Monday, October 27, 2003

So.

Tomorrow..my best friend......in the whole world...., Anna...the one that got married...is leaving her home a mile away from me..and moving to North Dakota....

and......i will see her briefly while they are packing up the uhaul.....

and.......i really don't want to think about that right now

cause that is tomorrow (technically today, but i still get a night's sleep)....and i don't want to have to deal with that until it happens.......cause you know what? I don't want her to leave.....yeah.......
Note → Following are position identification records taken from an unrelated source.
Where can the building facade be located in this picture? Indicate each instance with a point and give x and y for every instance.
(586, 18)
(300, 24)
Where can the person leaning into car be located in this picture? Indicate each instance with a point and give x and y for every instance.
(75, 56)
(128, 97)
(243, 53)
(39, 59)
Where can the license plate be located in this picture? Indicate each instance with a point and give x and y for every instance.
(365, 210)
north dakota....she will be there for at least three years........of course she'll be home to visit at times....hollidays.....and such.....but who knows when and what holidays she'll be home for?? i don't know

and you know what?

i'm going to cry

a lot

as in

we're talking

dena is going to bawl her eyes out

as in.......

dena is going to need to sit her self down on anna's drive way and just weep for a while hugging anna

and i hate that

cause i am not ready to say goodbye to her yet

and i have a really hard time of letting people go

and i don't want to have to do that

but i have to

so.....tomorrow is going to be a very weepy sad day.....and we're all (her family and i) going to be standing around her driveway.......holding on to eachother....bawling our eyes out and just sobbing......yep...pretty much. which we've already discussed it happening...but decided not to talk about it anymore till we actually have to deal with it and have it happen.....which is tomorrow

the thing that hurts me most about anything.....is letting go of people.....i have such a hard time with that.....that is the one thing that bothers me and will make me cry before anything else

so that is all for now....cause now i've already got myself all worked up just anticipating it

i love you all

don't leave me

i seriously can't handle detaching myself from people.

everyone please pray for me. thank you.